If Martha Stewart had a child who went rogue, moved to New York City, and started writing poetry and making books, that child may have turned out to produce something as crafty-bohemian as does. Their carefully assembled chapbooks are often made with hand-marbled paper, complete with twine, stitching, high resolution images, and tiny folded windows and flaps.
The Dory Reader ($21 + $8 shipping / 12 print and audio issues) is a monthly periodical for subscribers, featuring a single established or emerging voice per issue. Each subscriber can feel special since each series is editioned according to the number of subscribers and is “intended to be read or listened to on a morning commute.” Subscribers receive a “kit” which consists of a letterpressed box (beautifully done) to store all the incoming pamphlets.

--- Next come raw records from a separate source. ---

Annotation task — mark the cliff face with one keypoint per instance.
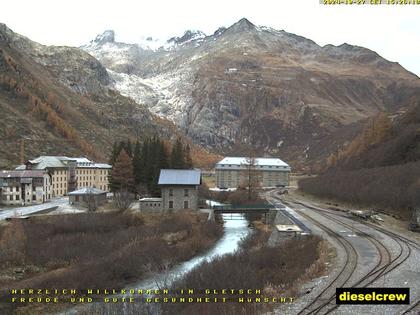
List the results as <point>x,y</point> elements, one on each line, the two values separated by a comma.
<point>255,85</point>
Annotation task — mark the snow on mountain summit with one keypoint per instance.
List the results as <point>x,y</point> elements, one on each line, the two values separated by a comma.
<point>106,37</point>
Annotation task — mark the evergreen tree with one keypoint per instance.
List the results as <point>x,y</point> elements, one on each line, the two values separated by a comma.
<point>114,153</point>
<point>177,155</point>
<point>137,163</point>
<point>122,175</point>
<point>187,157</point>
<point>128,148</point>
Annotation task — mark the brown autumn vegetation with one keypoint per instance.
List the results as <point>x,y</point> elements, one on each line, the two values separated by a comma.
<point>103,250</point>
<point>380,168</point>
<point>277,271</point>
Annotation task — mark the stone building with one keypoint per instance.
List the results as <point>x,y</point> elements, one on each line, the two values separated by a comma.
<point>179,188</point>
<point>150,204</point>
<point>24,187</point>
<point>88,197</point>
<point>69,174</point>
<point>271,172</point>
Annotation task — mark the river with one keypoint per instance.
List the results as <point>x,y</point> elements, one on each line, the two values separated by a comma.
<point>234,231</point>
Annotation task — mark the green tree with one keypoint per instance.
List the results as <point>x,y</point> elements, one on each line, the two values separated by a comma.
<point>187,156</point>
<point>177,155</point>
<point>122,174</point>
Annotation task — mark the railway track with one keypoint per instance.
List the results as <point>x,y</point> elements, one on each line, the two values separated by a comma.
<point>386,263</point>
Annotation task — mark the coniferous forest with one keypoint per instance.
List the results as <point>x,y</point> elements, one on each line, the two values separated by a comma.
<point>136,167</point>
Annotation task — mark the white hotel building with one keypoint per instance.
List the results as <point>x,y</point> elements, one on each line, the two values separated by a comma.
<point>272,172</point>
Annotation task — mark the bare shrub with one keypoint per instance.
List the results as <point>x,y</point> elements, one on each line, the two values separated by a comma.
<point>123,199</point>
<point>389,187</point>
<point>254,268</point>
<point>100,250</point>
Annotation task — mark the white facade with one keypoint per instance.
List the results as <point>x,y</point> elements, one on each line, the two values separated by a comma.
<point>68,172</point>
<point>24,187</point>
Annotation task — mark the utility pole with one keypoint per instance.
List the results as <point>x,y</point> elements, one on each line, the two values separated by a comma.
<point>22,151</point>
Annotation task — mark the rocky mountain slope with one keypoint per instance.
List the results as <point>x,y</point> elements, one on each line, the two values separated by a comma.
<point>59,101</point>
<point>381,166</point>
<point>255,85</point>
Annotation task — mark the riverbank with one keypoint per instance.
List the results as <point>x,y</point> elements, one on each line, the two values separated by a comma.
<point>96,250</point>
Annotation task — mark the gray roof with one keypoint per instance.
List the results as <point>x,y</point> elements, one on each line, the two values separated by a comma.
<point>258,161</point>
<point>87,191</point>
<point>45,161</point>
<point>180,177</point>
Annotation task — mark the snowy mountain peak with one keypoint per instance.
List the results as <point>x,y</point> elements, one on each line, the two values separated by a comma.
<point>106,37</point>
<point>242,25</point>
<point>188,36</point>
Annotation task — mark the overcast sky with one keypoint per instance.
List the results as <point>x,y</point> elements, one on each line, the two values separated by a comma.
<point>392,31</point>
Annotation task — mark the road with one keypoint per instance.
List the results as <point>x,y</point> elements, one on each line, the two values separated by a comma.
<point>24,211</point>
<point>367,255</point>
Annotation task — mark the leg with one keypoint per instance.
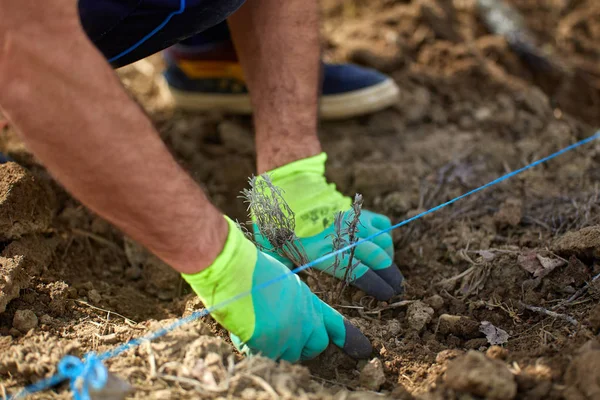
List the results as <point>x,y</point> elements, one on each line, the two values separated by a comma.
<point>120,28</point>
<point>203,74</point>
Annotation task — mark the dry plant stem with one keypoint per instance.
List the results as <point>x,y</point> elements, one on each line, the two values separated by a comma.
<point>338,241</point>
<point>549,313</point>
<point>577,294</point>
<point>274,218</point>
<point>353,233</point>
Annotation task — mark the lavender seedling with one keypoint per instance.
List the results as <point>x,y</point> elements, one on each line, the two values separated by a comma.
<point>349,229</point>
<point>274,219</point>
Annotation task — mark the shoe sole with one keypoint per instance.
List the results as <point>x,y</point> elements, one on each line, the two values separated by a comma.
<point>332,107</point>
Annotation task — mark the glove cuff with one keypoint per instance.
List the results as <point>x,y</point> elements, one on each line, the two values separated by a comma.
<point>230,275</point>
<point>305,189</point>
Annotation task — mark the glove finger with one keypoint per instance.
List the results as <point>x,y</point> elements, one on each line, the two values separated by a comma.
<point>316,344</point>
<point>372,256</point>
<point>241,346</point>
<point>393,277</point>
<point>345,335</point>
<point>372,284</point>
<point>384,240</point>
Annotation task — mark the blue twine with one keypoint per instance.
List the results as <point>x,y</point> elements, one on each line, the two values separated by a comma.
<point>152,33</point>
<point>91,372</point>
<point>82,375</point>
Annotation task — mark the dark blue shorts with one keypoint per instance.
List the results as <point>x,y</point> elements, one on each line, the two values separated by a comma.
<point>122,29</point>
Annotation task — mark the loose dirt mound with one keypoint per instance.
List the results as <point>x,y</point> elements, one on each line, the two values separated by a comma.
<point>519,258</point>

Issue I, featuring the incredibly innovative artist-poet Jen Bervin, almost self-consciously begins with lines seemingly echoing a creative process: “the best part of the weaving / was the drawing pressed / up against threads so / carefully arranged / to look simple.” The issue caters to Bervin’s love of the look and texture of words, with beautifully rendered close-ups of the lines done on the typewriter, so every blob of white-out and slight bleed of a letter becomes another element of the poem, another aspect of poetic form, a tiny work of art. Small Anchor clearly wants to make an objet de’art, but they are also concerned with lyrical quality in the poetry, which is what I find most enjoyable about Issue I. Lines like “I am waiting for you / I cannot leave until / you answer with a poem” or “glassed over shelves / books wild in their selves / give light back” all seem so wonderfully inviting for the reader and are aware of the space in which they exist. It leaves one looking forward to the next issue with anticipation.